= Harry Post Godwin =

American newspaper editor

Harry Post Godwin (February 10, 1857 – March 30, 1900) was an American newspaper editor. He was born in Binghamton, New York. At a young age he moved to Washington, D.C., where he was educated. At age 17, he began working at the National Republican, where he quickly became chief editor. He worked there for seven years until 1881, when he became city editor at The Washington Star, where he worked for nearly 20 years.

To test William Price, Godwin sent him to the White House to find a story, and he came back with a good headline which started a new form of journalism directed at uncovering the White House.

After resigning from The Washington Star in 1897, Godwin went to New York to take a high-ranking position in the Columbia Phonograph Company.

== Personal life ==
Godwin is the son of a Union Army soldier who disappeared in the Civil War, and grandson of Abraham Godwin Jr.
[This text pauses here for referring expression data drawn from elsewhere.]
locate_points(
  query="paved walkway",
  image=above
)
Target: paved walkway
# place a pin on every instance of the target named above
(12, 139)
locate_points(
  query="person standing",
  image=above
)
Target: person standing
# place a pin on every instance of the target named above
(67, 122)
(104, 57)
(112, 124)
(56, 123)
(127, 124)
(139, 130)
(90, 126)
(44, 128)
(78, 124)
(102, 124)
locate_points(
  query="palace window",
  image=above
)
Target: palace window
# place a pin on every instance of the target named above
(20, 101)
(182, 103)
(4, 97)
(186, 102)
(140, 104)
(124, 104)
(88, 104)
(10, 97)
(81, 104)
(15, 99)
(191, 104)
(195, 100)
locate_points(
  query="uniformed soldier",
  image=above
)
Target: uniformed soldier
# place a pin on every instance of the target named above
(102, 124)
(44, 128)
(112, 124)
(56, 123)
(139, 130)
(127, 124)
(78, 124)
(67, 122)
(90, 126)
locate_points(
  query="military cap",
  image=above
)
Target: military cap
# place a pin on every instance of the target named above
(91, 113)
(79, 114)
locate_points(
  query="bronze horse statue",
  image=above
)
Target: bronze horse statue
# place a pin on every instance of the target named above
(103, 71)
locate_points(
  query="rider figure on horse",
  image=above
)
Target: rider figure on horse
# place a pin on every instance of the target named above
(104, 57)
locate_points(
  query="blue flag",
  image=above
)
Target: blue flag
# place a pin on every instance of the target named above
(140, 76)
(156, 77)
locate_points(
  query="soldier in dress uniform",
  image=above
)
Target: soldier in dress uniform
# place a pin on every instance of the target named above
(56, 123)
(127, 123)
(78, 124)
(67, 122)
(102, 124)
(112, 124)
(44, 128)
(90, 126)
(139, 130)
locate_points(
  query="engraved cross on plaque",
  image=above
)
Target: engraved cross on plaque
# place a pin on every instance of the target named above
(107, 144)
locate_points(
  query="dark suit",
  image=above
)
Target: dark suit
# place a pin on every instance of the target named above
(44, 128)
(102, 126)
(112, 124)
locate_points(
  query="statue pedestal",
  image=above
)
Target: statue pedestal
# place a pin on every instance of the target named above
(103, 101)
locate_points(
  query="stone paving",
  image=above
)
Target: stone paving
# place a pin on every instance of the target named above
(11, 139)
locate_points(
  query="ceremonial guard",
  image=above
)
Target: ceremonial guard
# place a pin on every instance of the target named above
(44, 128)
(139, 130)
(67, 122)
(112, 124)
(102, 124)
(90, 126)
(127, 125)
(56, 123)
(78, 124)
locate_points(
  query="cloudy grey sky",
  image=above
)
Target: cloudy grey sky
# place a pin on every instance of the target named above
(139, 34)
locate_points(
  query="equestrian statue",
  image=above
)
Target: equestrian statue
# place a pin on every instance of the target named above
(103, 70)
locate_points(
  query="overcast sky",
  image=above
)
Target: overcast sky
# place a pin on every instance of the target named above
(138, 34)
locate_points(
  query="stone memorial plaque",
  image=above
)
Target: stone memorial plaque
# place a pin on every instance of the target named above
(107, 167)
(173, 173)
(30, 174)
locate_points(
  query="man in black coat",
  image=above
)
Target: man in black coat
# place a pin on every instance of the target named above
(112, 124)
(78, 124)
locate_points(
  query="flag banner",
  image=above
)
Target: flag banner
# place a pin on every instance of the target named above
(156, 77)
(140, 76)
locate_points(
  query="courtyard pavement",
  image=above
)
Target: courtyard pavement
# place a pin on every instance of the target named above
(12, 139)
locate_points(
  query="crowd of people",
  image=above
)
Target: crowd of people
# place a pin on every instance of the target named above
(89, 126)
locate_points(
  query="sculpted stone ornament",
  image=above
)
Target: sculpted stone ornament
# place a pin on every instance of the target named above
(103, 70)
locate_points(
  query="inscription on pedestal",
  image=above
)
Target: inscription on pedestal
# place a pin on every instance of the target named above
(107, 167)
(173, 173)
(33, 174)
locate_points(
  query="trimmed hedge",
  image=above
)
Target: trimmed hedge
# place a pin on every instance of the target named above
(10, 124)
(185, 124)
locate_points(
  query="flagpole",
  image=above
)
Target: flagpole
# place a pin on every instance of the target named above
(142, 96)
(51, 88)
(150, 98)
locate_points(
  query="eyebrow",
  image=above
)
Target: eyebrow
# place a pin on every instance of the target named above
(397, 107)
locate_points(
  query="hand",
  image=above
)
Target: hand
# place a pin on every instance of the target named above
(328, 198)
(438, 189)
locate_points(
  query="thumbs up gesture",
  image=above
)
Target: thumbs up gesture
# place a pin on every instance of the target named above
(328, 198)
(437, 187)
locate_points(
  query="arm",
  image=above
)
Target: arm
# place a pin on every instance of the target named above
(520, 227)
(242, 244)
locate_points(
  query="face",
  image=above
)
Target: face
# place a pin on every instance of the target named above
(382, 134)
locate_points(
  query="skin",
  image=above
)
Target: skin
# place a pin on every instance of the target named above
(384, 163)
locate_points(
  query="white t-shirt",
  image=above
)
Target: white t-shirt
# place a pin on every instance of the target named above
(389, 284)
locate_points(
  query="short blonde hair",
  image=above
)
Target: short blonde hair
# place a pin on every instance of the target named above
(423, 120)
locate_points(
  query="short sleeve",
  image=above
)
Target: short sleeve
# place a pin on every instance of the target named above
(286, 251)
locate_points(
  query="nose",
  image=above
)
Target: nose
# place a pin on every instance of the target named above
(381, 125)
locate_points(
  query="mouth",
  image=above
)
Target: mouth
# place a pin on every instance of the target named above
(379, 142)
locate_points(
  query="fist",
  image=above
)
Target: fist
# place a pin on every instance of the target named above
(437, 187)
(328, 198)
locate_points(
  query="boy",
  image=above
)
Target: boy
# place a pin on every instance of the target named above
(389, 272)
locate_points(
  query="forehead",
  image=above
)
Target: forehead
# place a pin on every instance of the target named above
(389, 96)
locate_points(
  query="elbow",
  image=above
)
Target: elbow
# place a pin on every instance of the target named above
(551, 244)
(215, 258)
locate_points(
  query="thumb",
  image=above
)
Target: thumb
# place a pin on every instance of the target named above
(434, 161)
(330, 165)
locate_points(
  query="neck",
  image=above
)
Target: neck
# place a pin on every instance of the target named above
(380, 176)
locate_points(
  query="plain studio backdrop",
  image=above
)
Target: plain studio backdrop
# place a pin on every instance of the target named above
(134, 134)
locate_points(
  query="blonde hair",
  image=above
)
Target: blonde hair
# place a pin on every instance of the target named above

He married Annie Falconer Stoppard on April 9, 1880. He had four sons: Earl Godwin (radio and newspaperman), Harold Parke Godwin Sr. (writer, actor), Frank Godwin (Illustrator, cartoonist), and Stuart Godwin (newspaperman). He had many grandchildren, including writer and author, Harold Parke Godwin, Jr.

== Death ==
In the summer of 1898, Godwin fell onto the gunwale of a boat, severely injuring his lungs. He spent his last months in the hospital struggling to recover. He seemed to have died peacefully, as he was doing well and had just eaten breakfast and heard the day's news when the nurse left.

He died in Bridgeport, Connecticut, and his remains were brought to Washington, D.C. His funeral was held at the St. Mark's Episcopal Church, and he was buried at Rock Creek Cemetery.